Functional analysis of the cytoplasmic domain of the human Mpl receptor for tyrosine-phosphorylation of the signaling molecules, proliferation and differentiation

To investigate the functional domains for signal transduction of human Mpl, we constructed a series of human c-mpl cDNAs with various deletions in the cytoplasmic domain, and then introduced each cDNA into murine IL3-dependent myeloid leukemia FDC/P2 cells to establish stable transformants.
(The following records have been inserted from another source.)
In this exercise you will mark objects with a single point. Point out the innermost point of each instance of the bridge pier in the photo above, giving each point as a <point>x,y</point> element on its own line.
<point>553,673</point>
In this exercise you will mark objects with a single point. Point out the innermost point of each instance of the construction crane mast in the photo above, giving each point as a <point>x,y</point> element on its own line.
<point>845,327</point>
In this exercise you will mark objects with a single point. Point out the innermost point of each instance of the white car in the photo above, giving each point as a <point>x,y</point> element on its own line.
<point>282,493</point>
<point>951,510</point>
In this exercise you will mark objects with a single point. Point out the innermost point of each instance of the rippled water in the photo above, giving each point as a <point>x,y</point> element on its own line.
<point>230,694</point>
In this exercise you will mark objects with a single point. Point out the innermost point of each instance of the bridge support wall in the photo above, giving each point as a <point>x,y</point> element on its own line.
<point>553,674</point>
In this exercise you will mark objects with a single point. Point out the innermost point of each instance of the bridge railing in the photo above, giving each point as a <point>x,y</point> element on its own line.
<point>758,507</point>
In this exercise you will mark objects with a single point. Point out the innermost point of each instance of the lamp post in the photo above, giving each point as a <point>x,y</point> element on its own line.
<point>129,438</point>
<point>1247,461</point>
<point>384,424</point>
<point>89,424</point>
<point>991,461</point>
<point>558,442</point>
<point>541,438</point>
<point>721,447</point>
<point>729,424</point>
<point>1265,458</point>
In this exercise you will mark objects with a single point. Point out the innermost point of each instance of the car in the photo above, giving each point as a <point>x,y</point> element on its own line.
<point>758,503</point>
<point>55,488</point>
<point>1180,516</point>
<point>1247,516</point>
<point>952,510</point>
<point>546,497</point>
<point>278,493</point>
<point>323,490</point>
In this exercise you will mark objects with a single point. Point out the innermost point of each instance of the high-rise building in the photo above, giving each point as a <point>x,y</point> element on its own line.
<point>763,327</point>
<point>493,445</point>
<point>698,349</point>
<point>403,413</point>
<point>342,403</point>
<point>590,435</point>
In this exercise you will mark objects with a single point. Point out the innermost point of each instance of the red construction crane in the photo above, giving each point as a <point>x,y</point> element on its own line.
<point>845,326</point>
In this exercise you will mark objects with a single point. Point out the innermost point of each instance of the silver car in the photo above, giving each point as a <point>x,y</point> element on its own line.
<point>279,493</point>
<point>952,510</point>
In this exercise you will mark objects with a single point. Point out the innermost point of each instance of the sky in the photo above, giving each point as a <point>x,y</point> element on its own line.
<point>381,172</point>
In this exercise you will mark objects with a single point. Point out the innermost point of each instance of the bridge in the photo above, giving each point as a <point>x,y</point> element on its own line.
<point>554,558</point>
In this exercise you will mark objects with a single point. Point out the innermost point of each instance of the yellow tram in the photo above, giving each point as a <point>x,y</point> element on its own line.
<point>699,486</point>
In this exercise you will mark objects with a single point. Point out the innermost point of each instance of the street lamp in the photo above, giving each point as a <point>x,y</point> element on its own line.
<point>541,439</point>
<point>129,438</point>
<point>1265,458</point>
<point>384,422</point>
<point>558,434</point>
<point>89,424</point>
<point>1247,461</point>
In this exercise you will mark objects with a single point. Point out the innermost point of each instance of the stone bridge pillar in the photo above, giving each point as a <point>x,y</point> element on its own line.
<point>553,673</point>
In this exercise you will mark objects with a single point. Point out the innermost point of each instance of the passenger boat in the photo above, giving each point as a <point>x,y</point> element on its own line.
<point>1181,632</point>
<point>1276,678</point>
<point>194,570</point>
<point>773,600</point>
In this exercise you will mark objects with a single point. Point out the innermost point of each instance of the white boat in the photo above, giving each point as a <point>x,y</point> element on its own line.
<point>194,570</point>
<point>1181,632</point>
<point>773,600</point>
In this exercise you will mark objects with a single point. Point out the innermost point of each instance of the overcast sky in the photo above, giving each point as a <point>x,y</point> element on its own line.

We examined the growth and differentiation responses and tyrosine phosphorylation of the intracellular signaling proteins including Jak2, Tyk2, Stat3, Stat5, Vav, SHPTP2, Cbl, Shc and Shc-associated p145 when receptor stimulation occurred after thrombopoietin (TPO) binding. TPO stimulated cell proliferation and induced the expression of megakaryocyte lineage-specific AP-51 and CD61 cell surface antigens and tyrosine phosphorylation of the signaling proteins in transformants expressing full length human Mpl. These results suggested that Mpl not only induced proliferation but also transduced megakaryocyte-specific differentiation signals into FDC/P2 cells. Mutational analysis of human Mpl indicated that the N-terminal region of its cytoplasmic domain is necessary and sufficient to transduce proliferation and differentiation signals into cells, while the C-terminal region may also play important roles in transducing the differentiation signals.